"It requires Ukrainian cooperation" is a weird to say that "It required SpaceX cooperation."
Why would you reverse the roles like that? As if Ukraine hasn't wanted something exactly like this?
> If SpaceX had acted on their own, the blame would fall on them.
Who is asking SpaceX to act on their own, another really weird framing.
> The blame is on the Ukrainian government now.
There's zero blame on the Ukrainian government, unless you're one of the Russian invaders trying to kill civilians and commit genocide.
Are you a Russian soldier? If not, why speak in this utterly detestable fashion?
If you're a SpaceX employee or fan, that reflects very badly on SpaceX and makes them look even worse than they did up until now.
Personally the only explanation for SpaceX not doing this sooner is probably that they're looking at IPO and are trying to become respectable before they have to go out on the roadshow. As if, they kept this basic bit of human decency in their back pocket until they could cash it in somehow.
People like you who don't realize if you don't have a list and approval to go ahead, you can't implement a whitelist. It's paperwork, the tech part is already done.
The Ukrainians complaining about terminated service think different. Some of them are borrowing working equipment. They are blaming their govt, not SpaceX
What's detestable is misinformation about public facts.
Supplying Starlink to Ukraine has been one of the best things to happen to Ukraine, regardless of the bad PR.
Based on PR alone, they shouldn't have bothered until they got a Pentagon contract but that would have set back Ukraine. I'm also glad Microsoft and Palantir stepped up while countries dawdled.
The only explanation is Ukraine weighed the matter and worried the loss of connectivity for their own soldiers would be worse until they saw the devices on long range drones.
This is absolute nonsense. The Ukrainian government must have weighed cost/benefits and were worried about their equipment going off(as it has). This is mostly an administrative fix not technical. And requires political will.
SpaceX has had the ability to allowlist devices since at least October 2023. Federov said he'd do this in Q1 2024.(You, like many, don't realize most terminals in Ukraine, even terminals used by the military, are purchased by private individuals outside Ukraine using foreign payments, those people raising money online aren't buying it in Ukraine)
Ask Ukrainians you know who have terminals when they added their equipment to the list. When they were asked to. Why they didn't when they were asked.
The fact that Ukrainians are unable to get their logistics together (note the lack of a list of known "good" equipment for years and termination of several Ukrainian users now) is responsible for this.
>Who is asking SpaceX to act on their own
People like you claiming I'm reversing the roles when there's no evidence SpaceX hasn't been willing and able to allowlist equipment for ages. And several people who wanted SpaceX to go hunting for Russian operated equipment as though they had a different origin from Ukrainian ones. (Or should SpaceX have turned off equipment until Ukrainians submitted a list of known good ones independently?)

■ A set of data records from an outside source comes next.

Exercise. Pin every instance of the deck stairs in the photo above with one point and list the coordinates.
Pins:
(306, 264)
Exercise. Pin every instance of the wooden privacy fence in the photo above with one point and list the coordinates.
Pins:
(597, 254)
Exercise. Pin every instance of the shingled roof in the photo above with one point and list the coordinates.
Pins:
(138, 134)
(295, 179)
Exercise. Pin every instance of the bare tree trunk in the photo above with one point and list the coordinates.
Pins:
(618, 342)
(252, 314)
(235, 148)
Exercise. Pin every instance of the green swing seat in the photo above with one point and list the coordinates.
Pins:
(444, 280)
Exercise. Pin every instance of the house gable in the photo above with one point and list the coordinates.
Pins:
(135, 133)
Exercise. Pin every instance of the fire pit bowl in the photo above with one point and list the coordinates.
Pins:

There are Ukrainian soldiers on the frontline today without service, they are blaming the Ukrainian government (who they didn't trust to do it right or do right by them in the first place) for the issue. There's a Universe that SpaceX has dodged where they would be blamed for turning the equipment off. That's your zero blame.
We'll see books written post-conflict and the truth will come out.
>basic bit of human decency
You should have some and stop spreading conspiracies.(To reverse the roles Ukraine would have had a known good list of all their equipment and SpaceX would have refused to implement an allowlist. The announcement for device registration, especially for military users and the promise the equipment won't be repurposed tell a markedly different story. Maybe we'd have a "SpaceX turns off Ukrainian terminals, soldiers in disarray" article from 2023 with you insisting the unregistered Ukrainian terminals should have been kept on until Ukraine was ready. {As they did})
The first private report of this issue I heard was in H2 2023. In early 2024 the Ukrainian government said it had become a systemic issue and they estimated at least 2000 dishes were being used by the Russians. The Pentagon and SpaceX formed a working group to and terminated several accounts. Some people even got arrested and prosecuted. A minuscle number of Ukrainian terminals were terminated too.
Most if not all of this is public. Some of it in public hearings.
But even back then the Ukrainian government was informed by foreign and local people it would never really go to zero until a list of dishes was collected and an allowlist implemented.
Federov was digital minister back then and he said he'd do it. He's now Defence minister and he's done it. Maybe he needed political power to do it?
But it's SpaceX fault that Ukraine didn't collect it back then?
This is something newer and more effective.